Author Topic: Regular Expressions in RGSS (Regexp) (Read 16681 times)

#1 • May 19, 2007

Regular Expressions in RGSS (Regexp)

Preface

This article is intended to give basic insight in the use of Regular Expressions in RGSS and to be used for future reference.
I assume you, the reader, have scripting knowledge. If you have problems with scripting issues when you read/test the tutorial that is not directly related to regular expression it would probably be a good idea to seek basic scripting tutorials before continue reading or you will most likely not get as much out of reading this tutorial.
This is not an in-depth tutorial on regular expressions. It is more of an appetizer. A help to get you started. (Along with the reference part naturally)
I hope will be able to figure out how to use Regular expressions to your advantage with what I have provided as well as being able to figure out what I have not run through.

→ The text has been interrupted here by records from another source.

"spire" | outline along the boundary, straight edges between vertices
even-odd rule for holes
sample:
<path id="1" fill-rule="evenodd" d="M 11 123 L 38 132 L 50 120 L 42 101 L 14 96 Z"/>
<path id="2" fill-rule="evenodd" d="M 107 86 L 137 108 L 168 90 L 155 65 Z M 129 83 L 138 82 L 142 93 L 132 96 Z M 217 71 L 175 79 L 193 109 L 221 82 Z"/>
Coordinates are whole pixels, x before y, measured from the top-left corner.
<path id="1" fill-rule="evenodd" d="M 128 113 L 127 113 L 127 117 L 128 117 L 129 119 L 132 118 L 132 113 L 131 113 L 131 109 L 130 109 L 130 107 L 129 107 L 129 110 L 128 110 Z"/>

I am sure I will have made at least one error. Please do tell me if you find it.
If you have any problems understanding anything of the material here, ask. Worst case scenario is me not answering. Best case is you getting an answer that will help you understand the stuff here

Worth the risk? I would say so.

Enjoy reading
- Zeriab

Contents

Preface
Contents
Reference
What are regular expressions/languages?
How to create regular expressions
How to use regular expressions
Non-regular languages accepted
Examples
Exercises
Credits and thanks
Sources and useful links

Reference

Reference from ZenSpider:

Quote from: Reference

Regexen

/normal regex/iomx[neus]
%r|alternate form|

options:

/i case insensitive
/o only interpolate #{} blocks once
/m multiline mode - '.' will match newline
/x extended mode - whitespace is ignored
/[neus] encoding: none, EUC, UTF-8, SJIS, respectively

regex characters:

. any character except newline
[ ] any single character of set
[^ ] any single character NOT of set
* 0 or more previous regular expression
*? 0 or more previous regular expression(non greedy)
+ 1 or more previous regular expression
+? 1 or more previous regular expression(non greedy)
? 0 or 1 previous regular expression
| alternation
( ) grouping regular expressions
^ beginning of a line or string
$ end of a line or string
{m,n} at least m but most n previous regular expression
{m,n}? at least m but most n previous regular expression(non greedy)
\A beginning of a string
\b backspace(0x08)(inside[]only)
\B non-word boundary
\b word boundary(outside[]only)
\d digit, same as[0-9]
\D non-digit
\S non-whitespace character
\s whitespace character[ \t\n\r\f]
\W non-word character
\w word character[0-9A-Za-z_]
\z end of a string
\Z end of a string, or before newline at the end
(?# ) comment
(?: ) grouping without backreferences
(?= ) zero-width positive look-ahead assertion
(?! ) zero-width negative look-ahead assertion
(?ix-ix) turns on/off i/x options, localized in group if any.
(?ix-ix: ) turns on/off i/x options, localized in non-capturing group.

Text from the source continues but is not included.